Together, these results suggest a model in which increased p16/Ink4A expression is a major cause of cellular senescence in glaucoma. We then test whether the lack of p16/Ink4A expression in p16/Ink4A−/− mice could prevent RGC death in our acute glaucoma model. Indeed, consistent with the above data, absence of p16/Ink4a expression protected against RGC death (Fig. 6d).

Since P53 has been reported to play an important role in senescence (Campisi, 2013), we asked whether the lack of P53 can prevent RGC death caused by IOP elevation. To test this, we compared the numbers of RGCs in IOP-treated mouse retinas from p53−/− mice to IOP treated wild-type mice. We found that the lack of p53 significantly attenuated RGC death upon IOP when compared to wild type mice (Fig. 6e). We also observed a genetic association of a missense variant in P53 (rs1042522 (NM_000546.5:c.215C>G; NP_000537.3: p.Pro72Arg) with POAG, consistent with its role in glaucoma pathogenesis (Fig. S6b).

Taken together, these findings lead us to propose a model (Fig. 6f) in which the IOP elevation causes the upregulation of P16/INK4A through increased expression of SIX6 (in particular the His variant) and it’s binding to the p16/INK4A promoter. Increased p16/INK4A expression causes RGCs to enter cellular senescence. Prolonged senescence can cause increased retinal ganglion cell death and consequent blindness.

DISCUSSION

Glaucoma is the leading cause of blindness affecting tens of millions of people worldwide. Despite its prevalence, its etiology and pathogenesis are poorly understood and treatment is limited to lowering IOP. Despite aggressive IOP lowering therapies, most patients have progressive loss of visual function and some will eventually become legally blind. The relationship of raised IOP and RGC death is poorly understood.

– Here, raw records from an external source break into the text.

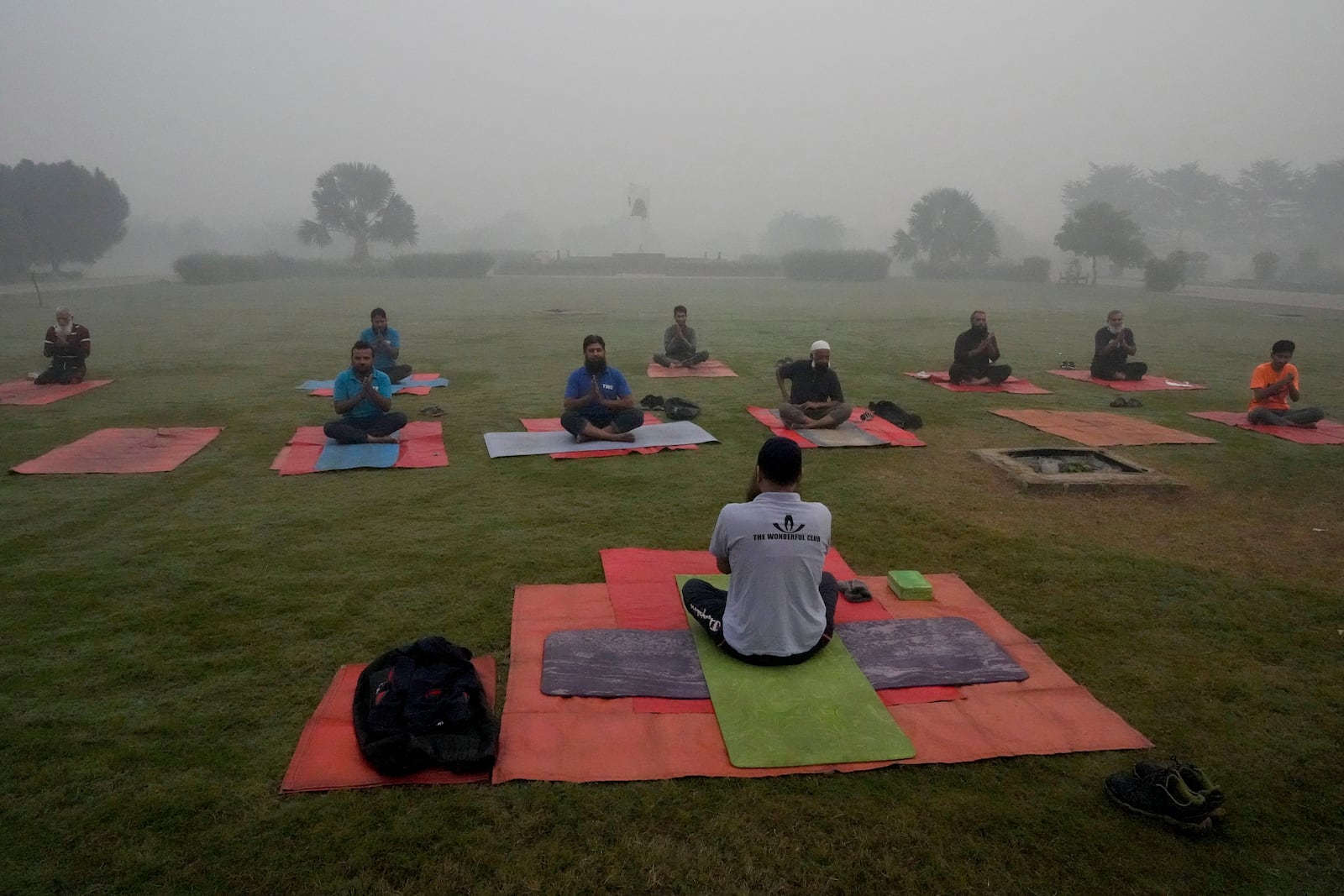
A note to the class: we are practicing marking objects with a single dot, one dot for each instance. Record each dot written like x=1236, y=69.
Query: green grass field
x=167, y=636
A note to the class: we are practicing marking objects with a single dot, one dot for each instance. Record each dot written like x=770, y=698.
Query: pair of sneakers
x=1178, y=793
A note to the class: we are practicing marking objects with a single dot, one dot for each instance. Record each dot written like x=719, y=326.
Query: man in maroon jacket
x=67, y=347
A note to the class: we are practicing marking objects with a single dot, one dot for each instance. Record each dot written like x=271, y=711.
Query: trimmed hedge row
x=862, y=265
x=215, y=268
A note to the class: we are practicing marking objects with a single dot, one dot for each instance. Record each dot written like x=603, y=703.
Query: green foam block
x=815, y=714
x=909, y=584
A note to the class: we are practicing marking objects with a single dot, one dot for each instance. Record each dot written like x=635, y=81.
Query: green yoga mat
x=815, y=714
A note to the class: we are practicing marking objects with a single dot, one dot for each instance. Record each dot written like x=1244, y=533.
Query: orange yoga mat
x=642, y=584
x=1100, y=429
x=24, y=392
x=1011, y=385
x=136, y=450
x=593, y=739
x=703, y=369
x=421, y=446
x=553, y=425
x=885, y=430
x=328, y=757
x=1151, y=382
x=1324, y=432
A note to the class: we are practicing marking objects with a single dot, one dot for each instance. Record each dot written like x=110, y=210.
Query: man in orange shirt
x=1274, y=385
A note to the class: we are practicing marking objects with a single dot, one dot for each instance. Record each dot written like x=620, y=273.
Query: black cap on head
x=780, y=461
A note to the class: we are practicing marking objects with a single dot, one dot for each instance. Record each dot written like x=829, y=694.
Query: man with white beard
x=67, y=347
x=1115, y=347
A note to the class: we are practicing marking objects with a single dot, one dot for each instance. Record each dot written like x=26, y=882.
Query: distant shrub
x=1163, y=275
x=444, y=265
x=1267, y=265
x=1196, y=266
x=864, y=265
x=214, y=268
x=759, y=266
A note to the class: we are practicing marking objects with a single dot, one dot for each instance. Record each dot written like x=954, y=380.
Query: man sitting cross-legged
x=363, y=396
x=679, y=343
x=1115, y=345
x=815, y=399
x=387, y=345
x=1274, y=385
x=598, y=403
x=780, y=606
x=974, y=354
x=67, y=347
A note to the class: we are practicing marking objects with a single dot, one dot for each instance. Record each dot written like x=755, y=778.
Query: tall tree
x=1189, y=201
x=1269, y=195
x=790, y=231
x=1100, y=230
x=64, y=211
x=1323, y=202
x=1121, y=186
x=949, y=228
x=360, y=202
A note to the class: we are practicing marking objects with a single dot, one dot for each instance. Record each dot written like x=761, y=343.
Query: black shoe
x=1195, y=779
x=853, y=591
x=1162, y=794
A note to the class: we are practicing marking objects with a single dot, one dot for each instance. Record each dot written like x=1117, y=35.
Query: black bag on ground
x=893, y=412
x=679, y=409
x=423, y=705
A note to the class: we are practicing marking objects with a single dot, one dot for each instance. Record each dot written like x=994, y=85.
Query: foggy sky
x=729, y=112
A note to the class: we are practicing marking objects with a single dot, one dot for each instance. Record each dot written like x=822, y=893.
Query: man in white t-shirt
x=780, y=606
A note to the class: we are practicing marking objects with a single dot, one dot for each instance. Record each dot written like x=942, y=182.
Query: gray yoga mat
x=891, y=653
x=660, y=434
x=844, y=436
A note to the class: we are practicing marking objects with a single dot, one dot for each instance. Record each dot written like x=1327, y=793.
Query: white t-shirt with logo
x=776, y=546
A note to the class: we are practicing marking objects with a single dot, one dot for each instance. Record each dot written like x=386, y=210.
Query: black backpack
x=893, y=412
x=423, y=705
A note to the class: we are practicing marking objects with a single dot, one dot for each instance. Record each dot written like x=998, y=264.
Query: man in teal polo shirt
x=363, y=396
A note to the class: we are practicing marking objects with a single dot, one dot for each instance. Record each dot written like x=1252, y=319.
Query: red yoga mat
x=1100, y=429
x=1011, y=385
x=407, y=389
x=593, y=739
x=328, y=757
x=132, y=450
x=885, y=430
x=553, y=425
x=1151, y=383
x=703, y=369
x=1326, y=432
x=24, y=391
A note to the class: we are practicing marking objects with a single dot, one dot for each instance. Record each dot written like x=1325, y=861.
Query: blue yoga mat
x=351, y=457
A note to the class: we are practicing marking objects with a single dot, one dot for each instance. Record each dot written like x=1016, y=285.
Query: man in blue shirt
x=387, y=345
x=363, y=396
x=598, y=403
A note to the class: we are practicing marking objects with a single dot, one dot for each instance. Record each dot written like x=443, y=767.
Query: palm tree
x=949, y=226
x=360, y=202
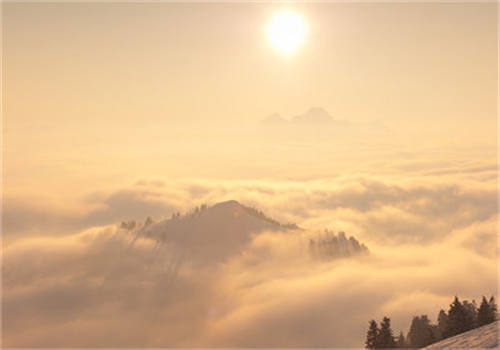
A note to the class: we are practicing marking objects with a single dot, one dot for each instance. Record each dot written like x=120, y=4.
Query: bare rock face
x=485, y=337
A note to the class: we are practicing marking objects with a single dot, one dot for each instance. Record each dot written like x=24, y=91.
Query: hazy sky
x=100, y=83
x=119, y=111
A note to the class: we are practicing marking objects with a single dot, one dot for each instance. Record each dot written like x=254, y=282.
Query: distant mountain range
x=315, y=115
x=317, y=119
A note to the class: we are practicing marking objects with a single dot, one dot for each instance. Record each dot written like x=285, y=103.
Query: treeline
x=334, y=245
x=461, y=317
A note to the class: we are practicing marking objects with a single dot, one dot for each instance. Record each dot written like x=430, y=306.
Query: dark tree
x=470, y=314
x=442, y=323
x=401, y=344
x=484, y=313
x=372, y=336
x=493, y=308
x=421, y=332
x=457, y=319
x=386, y=338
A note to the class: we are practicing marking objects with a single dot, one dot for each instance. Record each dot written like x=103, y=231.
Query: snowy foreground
x=484, y=337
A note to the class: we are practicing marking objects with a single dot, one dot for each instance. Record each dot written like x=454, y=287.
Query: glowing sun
x=286, y=31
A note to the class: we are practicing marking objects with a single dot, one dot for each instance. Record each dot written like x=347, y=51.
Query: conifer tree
x=484, y=313
x=386, y=338
x=457, y=319
x=442, y=323
x=401, y=344
x=372, y=336
x=470, y=314
x=493, y=308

Cellular senescence is a state of irreversible growth arrest. When senescent cells accumulate in the tissue, their impaired function can result in a predisposition to disease development and/or progression (Baker et al., 2011; Burton, 2009; Campisi, 2013). In the current study, we show that SIX6 directly regulates expression of P16/INK4A, an indicator of cell senescence and aging. Further, we show that upon acute IOP elevation, P16/INK4A expression is up-regulated, which, in turn, can be a cause of RGC death. Therefore P16/INK4A up-regulation appears to be a downstream integrator of diverse signals such as inherited genetic risk, age and other factors, such as raised IOP. Our hypothesis can help explain how IOP, the most common risk factor, can cause glaucoma. Moreover, it provides a molecular link between genetic susceptibility and other factors to the pathogenesis of glaucoma.

Our study suggests that cellular senescence plays a critical role in the pathogenesis of glaucoma. Consistent with this notion, we show that another key player in cellular senescence, P53 (Campisi, 2013) also contributes to RGC death, as evidenced by protection of RGC from IOP induced damage in mice lacking p53. Additionally, we provide data showing increased expression of secretory molecules, components of SASP, upon IOP-induced retinal damage. Moreover, we recently demonstrated that induction of IL1 is an early response to IOP induced RGC damage (Chi et al., 2014). Induction of IL1, in turn, is known to cause activation of NF-kB dependent senescence associated expression of IL6 and IL8 (Orjalo et al., 2009). Our data thus suggests that the senescence-associated cytokine network is activated in IOP-treated retinas.

P16 is a cyclin-dependent kinase inhibitor and a potent negative regulator of cell cycle progression. Consequently, upregulated P16/INK4A expression and senescence phenotype, as measured by SAβ-gal assay and SASP, usually indicate the irreversible cell cycle arrest (Campisi, 2013). In our study however, elevated p16 expression and senescence was observed in retinal ganglion cells (post-mitotic neurons), which are believed not to be replication-competent. Therefore, one possibility is that RGCs may contain a replication-competent, stem cell-like population; alternatively, p16 may play a previously unrecognized role in these post mitotic cells.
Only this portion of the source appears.